Blood Secrets
Page 5
I was halfway up when I saw her coming down. The grocery girl. Her eyes were still red and moist from crying. A cold, dull tremor passed through me as the look of recognition was exchanged. She ran down the rest of the way and out the door.
I didn’t ring. I opened the door with my key.
He was lying there on one of the cushions, and he jumped up before I got the door closed. His eyes were wild and fearful, but he said nothing. We stood staring at each other.
“Where . . . did you go?” he said at last. Voice shaky. Face flushed. My eyes slid around the room for evidence.
“I just walked. To the campus.” I could hear the chill in my voice.
“Do you—do you feel better now?”
“I’m not sure,” I said, letting my eyes drill into his. I went into the kitchen and poured a double shot of bourbon. When I turned around he was standing in the doorway, looking imploringly at me. I sensed he wanted to come closer but wouldn’t. Or couldn’t.
“Are you still angry?”
“I’m not sure about that, either.”
He attempted a smile, but it faded in the silence.
“Do you want to talk about it?” He almost whispered.
“Do you?”
“I’ll do whatever you want.”
I couldn’t even manage a smirk.
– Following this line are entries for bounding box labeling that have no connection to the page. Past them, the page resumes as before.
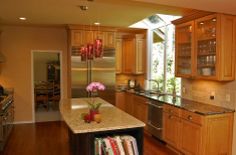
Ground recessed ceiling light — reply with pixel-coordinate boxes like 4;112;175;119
94;22;101;25
19;17;26;20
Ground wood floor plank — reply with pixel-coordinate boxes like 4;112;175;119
0;121;174;155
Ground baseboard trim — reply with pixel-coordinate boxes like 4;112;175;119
13;121;34;124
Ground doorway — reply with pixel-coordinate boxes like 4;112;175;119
32;50;62;122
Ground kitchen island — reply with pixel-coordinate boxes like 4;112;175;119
60;98;145;155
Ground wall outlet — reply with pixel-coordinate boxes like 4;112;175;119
210;91;216;100
225;94;230;102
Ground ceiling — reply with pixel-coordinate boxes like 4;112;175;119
0;0;236;27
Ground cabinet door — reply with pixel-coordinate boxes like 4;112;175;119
122;38;135;74
175;21;194;77
135;39;145;74
202;113;235;155
195;15;220;79
71;30;83;46
116;39;122;74
163;112;180;148
105;32;115;48
83;30;94;45
133;96;148;123
125;93;134;115
180;120;202;155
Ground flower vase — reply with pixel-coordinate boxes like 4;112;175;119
89;109;99;121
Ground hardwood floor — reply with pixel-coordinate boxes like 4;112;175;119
1;121;174;155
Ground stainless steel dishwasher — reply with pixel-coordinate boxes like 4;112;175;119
147;100;163;140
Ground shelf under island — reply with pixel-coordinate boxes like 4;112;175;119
60;98;145;155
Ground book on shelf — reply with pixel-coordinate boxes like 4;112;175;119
94;135;139;155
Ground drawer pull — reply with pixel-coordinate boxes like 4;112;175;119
188;115;193;120
169;115;173;119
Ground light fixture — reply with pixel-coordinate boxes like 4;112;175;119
19;17;26;20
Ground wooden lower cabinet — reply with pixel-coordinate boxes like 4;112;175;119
133;95;148;123
163;112;180;148
116;92;125;111
179;120;202;155
163;105;233;155
125;93;134;115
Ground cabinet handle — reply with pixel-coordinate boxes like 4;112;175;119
188;115;193;120
147;102;163;109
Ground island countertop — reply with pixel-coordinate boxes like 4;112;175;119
60;98;145;134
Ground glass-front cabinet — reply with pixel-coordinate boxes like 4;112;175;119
175;22;194;77
173;13;236;81
195;16;217;78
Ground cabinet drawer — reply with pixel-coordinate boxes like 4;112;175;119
181;110;203;125
163;104;181;116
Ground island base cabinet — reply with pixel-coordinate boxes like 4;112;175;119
68;127;143;155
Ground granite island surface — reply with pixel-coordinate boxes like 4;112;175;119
60;97;145;155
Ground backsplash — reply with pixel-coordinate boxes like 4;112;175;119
182;78;236;109
116;74;145;88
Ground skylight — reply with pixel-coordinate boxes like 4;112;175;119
129;14;181;29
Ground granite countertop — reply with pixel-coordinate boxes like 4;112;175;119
60;98;145;133
130;92;235;115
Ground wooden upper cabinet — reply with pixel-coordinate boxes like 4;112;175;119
83;30;95;45
175;21;194;77
104;32;115;48
122;38;135;74
115;38;123;74
195;14;235;81
116;92;126;111
173;14;236;81
122;35;146;74
69;25;116;49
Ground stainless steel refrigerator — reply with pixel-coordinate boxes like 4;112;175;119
71;49;115;104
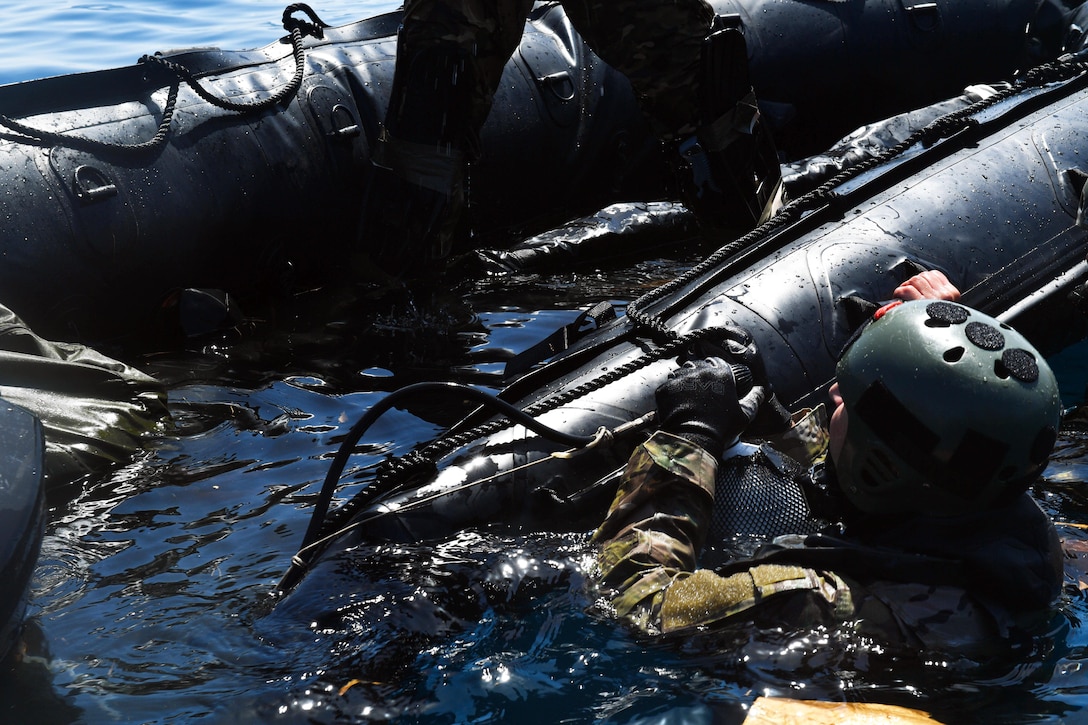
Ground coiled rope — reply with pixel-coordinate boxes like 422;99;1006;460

I was too hurt and angry. “Why the sudden compliance, Frank?”
“I just don’t think we should let an argument come between us.”
“Why are you so nervous?”
Another attempted smile. “Honey, I don’t like arguing. It depresses me.”
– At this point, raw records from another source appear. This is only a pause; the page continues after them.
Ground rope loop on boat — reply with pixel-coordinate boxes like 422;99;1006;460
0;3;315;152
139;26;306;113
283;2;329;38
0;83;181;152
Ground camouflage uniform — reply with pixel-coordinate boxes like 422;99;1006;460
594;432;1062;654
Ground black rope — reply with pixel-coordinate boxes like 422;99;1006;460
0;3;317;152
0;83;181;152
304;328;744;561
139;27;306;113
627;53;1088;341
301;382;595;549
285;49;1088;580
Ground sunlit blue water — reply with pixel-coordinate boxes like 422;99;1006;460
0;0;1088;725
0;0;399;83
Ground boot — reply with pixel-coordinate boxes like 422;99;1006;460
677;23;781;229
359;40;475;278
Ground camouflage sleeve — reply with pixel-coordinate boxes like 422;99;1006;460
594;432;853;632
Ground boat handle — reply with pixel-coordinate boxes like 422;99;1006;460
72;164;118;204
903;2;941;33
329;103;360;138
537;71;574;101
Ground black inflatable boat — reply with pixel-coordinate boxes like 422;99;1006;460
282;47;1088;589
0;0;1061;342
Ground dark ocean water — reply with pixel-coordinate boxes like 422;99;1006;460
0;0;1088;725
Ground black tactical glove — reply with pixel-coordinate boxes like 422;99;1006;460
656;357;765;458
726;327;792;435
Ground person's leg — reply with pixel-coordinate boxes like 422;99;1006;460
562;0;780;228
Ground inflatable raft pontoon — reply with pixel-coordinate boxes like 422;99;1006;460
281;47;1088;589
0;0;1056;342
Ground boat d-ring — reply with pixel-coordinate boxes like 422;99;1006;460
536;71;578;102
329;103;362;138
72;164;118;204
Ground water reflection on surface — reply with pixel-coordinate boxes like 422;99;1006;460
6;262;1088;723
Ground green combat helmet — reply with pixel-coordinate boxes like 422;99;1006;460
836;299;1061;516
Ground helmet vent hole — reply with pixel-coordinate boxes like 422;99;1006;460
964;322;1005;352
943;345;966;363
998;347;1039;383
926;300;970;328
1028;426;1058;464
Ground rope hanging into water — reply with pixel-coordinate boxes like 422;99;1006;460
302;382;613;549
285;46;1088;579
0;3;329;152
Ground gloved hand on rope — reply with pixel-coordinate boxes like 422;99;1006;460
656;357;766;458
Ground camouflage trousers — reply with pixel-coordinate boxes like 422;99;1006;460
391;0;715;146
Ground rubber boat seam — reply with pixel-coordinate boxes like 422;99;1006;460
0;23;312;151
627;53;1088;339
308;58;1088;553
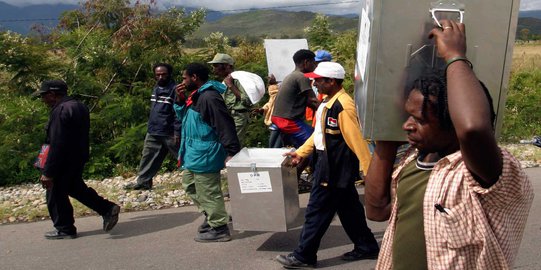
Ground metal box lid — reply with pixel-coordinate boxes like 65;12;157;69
226;147;291;168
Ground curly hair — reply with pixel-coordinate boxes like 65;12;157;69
409;71;496;130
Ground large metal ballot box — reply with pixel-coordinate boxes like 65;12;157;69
355;0;520;141
226;148;302;232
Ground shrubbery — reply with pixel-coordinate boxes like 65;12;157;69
0;0;541;186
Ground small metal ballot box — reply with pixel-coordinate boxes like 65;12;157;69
226;148;302;232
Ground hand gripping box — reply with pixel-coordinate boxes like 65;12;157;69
355;0;520;141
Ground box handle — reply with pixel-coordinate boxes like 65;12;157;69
428;0;464;27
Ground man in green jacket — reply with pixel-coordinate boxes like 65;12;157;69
174;63;240;242
208;53;252;138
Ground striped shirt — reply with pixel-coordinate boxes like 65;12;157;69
376;150;534;269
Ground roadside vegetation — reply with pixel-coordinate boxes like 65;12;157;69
0;0;541;190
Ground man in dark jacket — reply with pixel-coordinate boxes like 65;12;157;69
175;63;240;242
34;80;120;239
276;62;379;268
125;63;180;190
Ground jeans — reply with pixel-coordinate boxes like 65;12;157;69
182;169;229;228
137;133;178;185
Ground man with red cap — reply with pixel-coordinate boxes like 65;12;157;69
276;62;379;268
“And what do you do for consolation when you’re . . . ‘depressed’?” He cocked his head questioningly. “Do you call someone up for a little reassurance?”
“What do you mean?”
“Since you’re not going to tell me, I’ll tell you. I just passed your little friend on the stairs. It was pretty obvious she’d been crying. From hearing your side of things, no doubt.”
“Irene!”
“One argument, and she’s back in the picture.”
“It’s not that way! She just dropped by—”
“Out of the sky.”
“Honey, please! She came by about two minutes after you left. She was upset and so was I. I guess I was a little abrupt with her. She had a problem with one of her roommates again—I’ve told you about that. I was too distracted because of us; I really couldn’t concern myself with someone else. I didn’t tell her we’d had an argument, but I did tell her about you. I kind of wanted her to meet you but not under tonight’s circumstances, so I guess I rushed her out of here.”
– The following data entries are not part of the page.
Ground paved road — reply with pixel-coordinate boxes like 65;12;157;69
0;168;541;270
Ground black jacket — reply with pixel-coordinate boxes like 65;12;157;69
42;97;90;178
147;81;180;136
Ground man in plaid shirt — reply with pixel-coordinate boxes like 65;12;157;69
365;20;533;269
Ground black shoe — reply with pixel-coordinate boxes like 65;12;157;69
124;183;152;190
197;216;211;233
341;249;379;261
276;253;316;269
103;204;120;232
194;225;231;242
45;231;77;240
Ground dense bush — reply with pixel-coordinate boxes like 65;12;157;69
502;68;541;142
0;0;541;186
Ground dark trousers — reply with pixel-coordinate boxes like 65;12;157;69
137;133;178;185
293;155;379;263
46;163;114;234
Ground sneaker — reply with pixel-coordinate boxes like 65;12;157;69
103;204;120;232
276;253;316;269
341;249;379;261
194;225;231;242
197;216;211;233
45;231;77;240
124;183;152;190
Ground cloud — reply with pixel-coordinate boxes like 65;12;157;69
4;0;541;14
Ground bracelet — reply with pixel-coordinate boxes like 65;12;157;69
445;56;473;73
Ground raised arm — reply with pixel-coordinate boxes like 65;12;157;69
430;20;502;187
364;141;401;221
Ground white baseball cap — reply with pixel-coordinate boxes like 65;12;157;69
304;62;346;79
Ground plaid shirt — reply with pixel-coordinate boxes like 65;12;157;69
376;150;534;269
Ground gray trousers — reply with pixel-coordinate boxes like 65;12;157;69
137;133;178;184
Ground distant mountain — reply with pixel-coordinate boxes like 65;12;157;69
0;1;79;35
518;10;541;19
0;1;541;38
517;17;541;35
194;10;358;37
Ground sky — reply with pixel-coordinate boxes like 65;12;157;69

“Quite a rush to make her cry.”
“She wasn’t crying when she left.”
“And quite a coincidence.”
“But it was a coincidence.” He made a fist and held it between his head and the doorjamb. “It was a coincidence.”
I started to slip past him, but he spread his arm to block me.
“Don’t, Irene.”
“Let me past.”
“Don’t keep running out on me.” I nudged against his arm. “Can’t you be angry and stay?”
“Let me past.”
“No.” He put his arms around me and pulled me to his chest.
“Don’t, Frank.” I tried to wriggle free, but his arms tightened.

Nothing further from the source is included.